Making Meditation a Habit

I’m not a Boulder hippie, this shit is just useful.

November 25, 2016 - 2 minute read -

One of the most beneficial habits I have is my practice of mindfulness meditation. Mindfulness is a traditionally Buddhist practice, but I leverage it non-religiously. In its most basic form, mindfulness focuses on the breath, drawing mind and body together in the present moment. There are some cool perks; my focus and memory are better, and I can remember the page I left off on in a book even weeks after I last picked it up or pick out important implications of operating system design choices during class; if I focus, I can listen to my own heartbeat, even in a crowded room; I’m also free of bias, which frees my mind to reach deeper understanding of people and their unique perspectives. I can keep an index of my thoughts and identify which thoughts come up a lot, helping me understand their importance. I’m not a Boulder hippie, this shit is just useful.

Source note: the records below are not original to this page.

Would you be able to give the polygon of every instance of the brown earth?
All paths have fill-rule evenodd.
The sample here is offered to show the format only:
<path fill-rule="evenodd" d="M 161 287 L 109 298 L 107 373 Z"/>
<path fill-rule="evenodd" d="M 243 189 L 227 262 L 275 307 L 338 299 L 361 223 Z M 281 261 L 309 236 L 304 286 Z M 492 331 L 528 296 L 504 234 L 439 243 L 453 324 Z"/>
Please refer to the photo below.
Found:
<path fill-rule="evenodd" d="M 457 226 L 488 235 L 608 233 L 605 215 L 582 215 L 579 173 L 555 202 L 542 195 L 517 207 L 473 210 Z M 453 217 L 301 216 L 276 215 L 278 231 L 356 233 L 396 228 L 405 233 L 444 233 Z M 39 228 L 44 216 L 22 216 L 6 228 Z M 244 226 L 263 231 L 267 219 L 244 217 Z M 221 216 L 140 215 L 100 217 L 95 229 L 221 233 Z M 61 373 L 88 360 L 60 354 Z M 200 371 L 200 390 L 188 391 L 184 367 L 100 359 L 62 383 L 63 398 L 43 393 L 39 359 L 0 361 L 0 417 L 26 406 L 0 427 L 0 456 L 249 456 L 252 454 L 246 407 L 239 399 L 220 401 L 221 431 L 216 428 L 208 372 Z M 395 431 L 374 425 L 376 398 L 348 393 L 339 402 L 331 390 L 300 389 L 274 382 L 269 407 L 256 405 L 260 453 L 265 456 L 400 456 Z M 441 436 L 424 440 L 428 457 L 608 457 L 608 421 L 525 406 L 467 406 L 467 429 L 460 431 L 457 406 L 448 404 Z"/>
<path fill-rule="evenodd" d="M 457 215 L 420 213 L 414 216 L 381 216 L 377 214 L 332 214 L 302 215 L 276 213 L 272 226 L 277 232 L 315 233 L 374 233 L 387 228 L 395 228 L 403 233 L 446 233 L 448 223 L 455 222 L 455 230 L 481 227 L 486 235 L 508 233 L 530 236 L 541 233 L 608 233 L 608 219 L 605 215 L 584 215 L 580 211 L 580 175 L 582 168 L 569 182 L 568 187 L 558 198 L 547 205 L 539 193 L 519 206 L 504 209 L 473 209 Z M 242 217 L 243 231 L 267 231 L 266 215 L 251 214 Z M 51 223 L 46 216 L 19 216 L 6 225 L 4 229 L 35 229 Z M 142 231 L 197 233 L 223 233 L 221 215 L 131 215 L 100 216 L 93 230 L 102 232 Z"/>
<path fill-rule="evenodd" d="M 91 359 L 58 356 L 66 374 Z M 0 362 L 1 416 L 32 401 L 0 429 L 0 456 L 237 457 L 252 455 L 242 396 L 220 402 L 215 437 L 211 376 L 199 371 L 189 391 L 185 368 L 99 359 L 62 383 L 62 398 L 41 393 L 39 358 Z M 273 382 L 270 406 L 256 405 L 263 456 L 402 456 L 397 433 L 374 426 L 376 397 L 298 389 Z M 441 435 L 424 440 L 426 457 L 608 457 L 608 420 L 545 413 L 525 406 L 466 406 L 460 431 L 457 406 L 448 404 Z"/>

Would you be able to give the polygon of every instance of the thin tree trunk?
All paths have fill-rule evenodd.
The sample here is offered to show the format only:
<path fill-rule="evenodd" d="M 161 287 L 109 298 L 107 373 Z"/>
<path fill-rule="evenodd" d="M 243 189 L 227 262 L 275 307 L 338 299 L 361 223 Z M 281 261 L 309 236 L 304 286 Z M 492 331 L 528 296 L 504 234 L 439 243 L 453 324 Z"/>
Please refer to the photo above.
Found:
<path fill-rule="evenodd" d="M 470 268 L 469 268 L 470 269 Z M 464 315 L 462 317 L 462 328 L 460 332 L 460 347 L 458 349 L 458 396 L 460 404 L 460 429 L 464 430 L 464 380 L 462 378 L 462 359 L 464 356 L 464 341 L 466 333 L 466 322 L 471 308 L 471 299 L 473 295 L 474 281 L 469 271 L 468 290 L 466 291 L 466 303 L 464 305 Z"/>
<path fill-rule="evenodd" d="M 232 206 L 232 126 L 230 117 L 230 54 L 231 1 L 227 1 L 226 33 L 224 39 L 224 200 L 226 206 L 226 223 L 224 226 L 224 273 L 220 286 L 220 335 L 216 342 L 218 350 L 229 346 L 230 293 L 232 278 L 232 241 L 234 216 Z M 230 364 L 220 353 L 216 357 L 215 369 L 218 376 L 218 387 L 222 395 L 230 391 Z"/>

Currently, the public opinion of meditation is similar to the public opinion about running 1950s—no one does it. There will have to be an event similar to the running boom of the 1970s to change people’s minds, but just like running, public opinion doesn’t make the activity any less awesome. The benefits far outweigh the cost of the 10 minutes you need to take out of your day to meditate. The returns you get in pure productivity compensate for the time you lose.

The final result from meditating is actually pretty basic. You live in the moment, constantly aware of your environment, body, and most importantly, thoughts.